The Instagram stack was not an engineering decision. It was a business decision. Krieger did not choose Django because it was the best web framework. He chose it because it was well-understood, operationally quiet, and let a two-person team focus on the product rather than the infrastructure. Every hour not spent debugging an unfamiliar database was an hour spent building the feature that would determine whether the company survived. The stack choice was a bet on what mattered most — speed to learning — and it paid off for eight years.
This chapter is about making those bets well. Stack selection, MVP architecture, build-versus-buy — these feel like engineering decisions, and they are. But they are business decisions first, and the CTO who treats them as purely technical will make choices that are elegant, well-reasoned, and wrong for the company.

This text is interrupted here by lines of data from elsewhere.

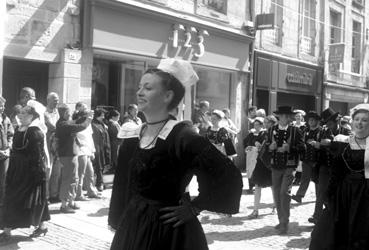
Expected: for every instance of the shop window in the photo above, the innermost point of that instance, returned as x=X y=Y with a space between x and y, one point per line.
x=212 y=8
x=277 y=8
x=214 y=87
x=335 y=27
x=356 y=47
x=309 y=29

Every Stack Choice Is a Bet
Dan McKinley, an engineer at Etsy during the period when the company scaled from a struggling marketplace to an IPO-track business, published an essay in 2015 called "Choose Boring Technology." It became the most widely cited piece of engineering strategy advice in the startup world, and for good reason: it named something that experienced engineers knew intuitively but had never formalised.[4]
McKinley’s central argument is that every organisation has a finite capacity for novelty — what he calls "innovation tokens." A startup might have three. Spend one on an unfamiliar database, another on a new programming language, a third on a deployment tool that has existed for less than a year, and you have used your entire budget for the unexpected before writing a line of product code. "If you choose to write your own database," McKinley writes, "oh god, you’re in trouble."[4]

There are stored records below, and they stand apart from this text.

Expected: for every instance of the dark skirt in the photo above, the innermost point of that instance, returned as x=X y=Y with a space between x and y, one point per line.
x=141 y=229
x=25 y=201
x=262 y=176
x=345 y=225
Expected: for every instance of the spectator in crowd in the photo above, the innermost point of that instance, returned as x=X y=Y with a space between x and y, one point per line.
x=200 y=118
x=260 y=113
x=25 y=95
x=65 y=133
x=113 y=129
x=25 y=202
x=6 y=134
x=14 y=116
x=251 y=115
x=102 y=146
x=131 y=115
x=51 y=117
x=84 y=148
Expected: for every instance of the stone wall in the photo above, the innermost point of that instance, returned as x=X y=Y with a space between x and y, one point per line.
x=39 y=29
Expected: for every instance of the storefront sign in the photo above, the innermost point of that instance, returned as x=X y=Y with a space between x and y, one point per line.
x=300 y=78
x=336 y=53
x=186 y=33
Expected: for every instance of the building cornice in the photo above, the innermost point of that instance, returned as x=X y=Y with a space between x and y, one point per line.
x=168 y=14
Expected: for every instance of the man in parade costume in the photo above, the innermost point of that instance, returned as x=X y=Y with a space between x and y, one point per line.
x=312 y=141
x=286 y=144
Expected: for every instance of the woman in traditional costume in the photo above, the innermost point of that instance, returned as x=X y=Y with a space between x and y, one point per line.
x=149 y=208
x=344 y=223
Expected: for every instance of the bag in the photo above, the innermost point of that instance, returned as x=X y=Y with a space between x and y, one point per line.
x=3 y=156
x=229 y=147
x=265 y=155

The cost is not the technology itself. It is the unknown unknowns. A known unknown — what happens when this database hits 100% CPU — can be researched. An unknown unknown — a garbage-collection pause triggered by a write pattern nobody anticipated — cannot be researched because nobody knows to ask the question. For mature technology, the set of unknown unknowns is small and shrinking. For new technology, it is large and growing. McKinley’s formulation: "’`Boring’ should not be conflated with ‘bad.’ There is technology out there that is both boring and bad. You should not use any of that. But there are many choices of technology that are boring and good, or at least good enough.`"[4]
McKinley credits this philosophy to Kellan Elliott-McCrea, who was CTO of Etsy during the scaling period that Chapter 6 described. Elliott-McCrea’s influence on Etsy’s engineering culture was the origin of the "boring technology" tradition — the recognition that operational predictability is an engineering asset, not an engineering compromise.[5] Etsy’s early years provided the cautionary tale. The company hired Python programmers and then searched for something to give them to do in Python, which led to a pointless middleware layer that took years to remove. Meanwhile, search latency was running at two minutes at the 90th percentile.[4] The technology choice created the problem. The business paid the cost.

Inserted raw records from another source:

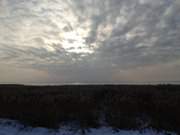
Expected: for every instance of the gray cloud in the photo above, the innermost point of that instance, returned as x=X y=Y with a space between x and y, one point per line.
x=90 y=41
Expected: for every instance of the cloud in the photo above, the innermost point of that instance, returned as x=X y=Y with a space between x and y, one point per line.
x=90 y=40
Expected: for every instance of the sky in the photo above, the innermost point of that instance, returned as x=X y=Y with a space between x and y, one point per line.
x=89 y=41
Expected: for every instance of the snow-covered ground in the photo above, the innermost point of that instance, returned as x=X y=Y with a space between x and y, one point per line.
x=8 y=127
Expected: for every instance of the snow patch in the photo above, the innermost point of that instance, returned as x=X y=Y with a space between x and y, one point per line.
x=8 y=127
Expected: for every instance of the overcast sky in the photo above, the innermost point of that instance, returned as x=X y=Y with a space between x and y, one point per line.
x=89 y=41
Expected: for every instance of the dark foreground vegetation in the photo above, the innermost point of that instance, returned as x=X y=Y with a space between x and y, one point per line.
x=120 y=106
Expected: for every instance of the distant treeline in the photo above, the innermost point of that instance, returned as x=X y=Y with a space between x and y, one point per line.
x=119 y=106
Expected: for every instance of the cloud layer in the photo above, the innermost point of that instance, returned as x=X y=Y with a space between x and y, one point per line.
x=90 y=41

Krieger’s Instagram embodied McKinley’s framework before McKinley wrote it. The philosophy — choose technology whose failure modes you understand, spend your innovation budget on the product rather than the infrastructure — produced a specific set of decisions. PostgreSQL for the core data store, because its behaviour under load was well-documented and its scaling patterns (connection pooling via Pgbouncer, eventual sharding) were proven. Redis for caching and real-time operations, because it was fast, simple, and the team understood it. Django for the web layer, because it favoured pragmatism and let the team hire easily. Krieger articulated the reasoning on the Instagram engineering blog: "A large part of how we’ve been able to scale Instagram with very few engineers is by choosing simple, easy-to-understand solutions that we trust."[6]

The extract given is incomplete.